EC’s „indicative roadmap“ for Circular economy: synergetic and country specific

EU Kommission (Foto: © Schmuttel /

Brussels — The European Commission (EC) has published an ‘indicative roadmap’ for its upcoming revised „Circular Economy Strategy“ (formerly known as the Circular Economy Package). The new approach requires „a clear and ambitious political vision combined with effective policy tools that can drive real change on the ground“.

According to the paper, two main reasons have motivated the withdrawal of the former Circular Economy Package.

„Firstly, the overall approach presented in July 2014 had a rather exclusive focus on waste management, without appropriately exploring synergies with other policies – clear examples of such policies are product policies or the development of well-functioning markets for secondary raw materials. It is therefore important to step up the ambition by looking more concretely at waste management on the one hand, and related key aspects of the value chain, which are essential in order to „close the loop“ of the circular economy, on the other hand.

Secondly, as far as the waste proposal is concerned, the Commission will examine, in particular, how to make this proposal more country specific, and how to improve the implementation of waste policy on the ground.
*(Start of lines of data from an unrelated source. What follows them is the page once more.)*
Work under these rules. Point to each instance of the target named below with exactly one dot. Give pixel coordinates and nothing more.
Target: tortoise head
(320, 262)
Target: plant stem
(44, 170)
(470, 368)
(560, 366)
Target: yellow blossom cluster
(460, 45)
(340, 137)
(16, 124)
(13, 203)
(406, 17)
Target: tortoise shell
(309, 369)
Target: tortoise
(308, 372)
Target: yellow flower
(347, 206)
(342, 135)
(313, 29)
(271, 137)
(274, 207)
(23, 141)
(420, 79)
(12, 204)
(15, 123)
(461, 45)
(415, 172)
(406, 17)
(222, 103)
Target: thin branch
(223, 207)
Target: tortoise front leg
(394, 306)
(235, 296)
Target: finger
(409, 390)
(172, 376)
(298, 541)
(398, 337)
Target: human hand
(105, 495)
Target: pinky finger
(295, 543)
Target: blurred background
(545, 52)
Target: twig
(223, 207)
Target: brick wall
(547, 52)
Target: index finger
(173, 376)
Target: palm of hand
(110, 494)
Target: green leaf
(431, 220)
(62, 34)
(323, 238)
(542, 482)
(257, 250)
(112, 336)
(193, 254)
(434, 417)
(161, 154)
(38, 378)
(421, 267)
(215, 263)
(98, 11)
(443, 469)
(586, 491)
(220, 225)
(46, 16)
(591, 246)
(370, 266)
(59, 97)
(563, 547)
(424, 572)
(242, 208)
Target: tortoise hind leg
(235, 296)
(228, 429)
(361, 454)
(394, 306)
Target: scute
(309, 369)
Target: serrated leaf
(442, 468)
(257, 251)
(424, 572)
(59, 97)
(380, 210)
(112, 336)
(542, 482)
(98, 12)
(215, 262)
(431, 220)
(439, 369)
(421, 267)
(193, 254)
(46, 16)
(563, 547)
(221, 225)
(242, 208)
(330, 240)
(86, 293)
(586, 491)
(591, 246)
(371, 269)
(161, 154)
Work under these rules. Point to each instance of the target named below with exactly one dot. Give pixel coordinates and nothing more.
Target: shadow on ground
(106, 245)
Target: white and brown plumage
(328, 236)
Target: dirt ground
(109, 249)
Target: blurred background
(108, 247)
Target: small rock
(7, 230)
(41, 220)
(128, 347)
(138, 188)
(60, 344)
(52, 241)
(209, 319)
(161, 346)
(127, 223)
To that effect, the Commission will look more closely in particular into existing problems of non-compliance which is essential to ensure effective implementation.“

As the „indicative roadmap“ argues, important barriers to the circular economy arise from market failures (e. g . weak price signals due to lack of internalisation of externalities on some commodity markets , split incentives for actors across the value chain, lack of information for investors or consumers, etc.), but also governance and regulatory failures, some of which can be linked to EU legislation (e.g. some ineffective or insufficient policy tools, unaddressed implementation problems, lack of coherence between policy instruments, creation of administrative burden and barriers, lack of harmonised standards, etc.).

The new initiative of the European Commission aims „at tackling some of those barriers through a comprehensive and coherent approach that fully takes into account interactions and interdependence across the whole value chain, rather than focusing exclusively on one part of the economic cycle.“

The aim is „to establish a framework to overcome shortcomings and create conditions for
the development of a circular economy“.

The EC states that „an appropriate stakeholder consultation will be carried out in the preparation for the new initiative, including an online consultation and a stakeholder meeting“. According to EC’s Director-General for Environment, Karl Falkenberg, these consultations will take place „before summer“.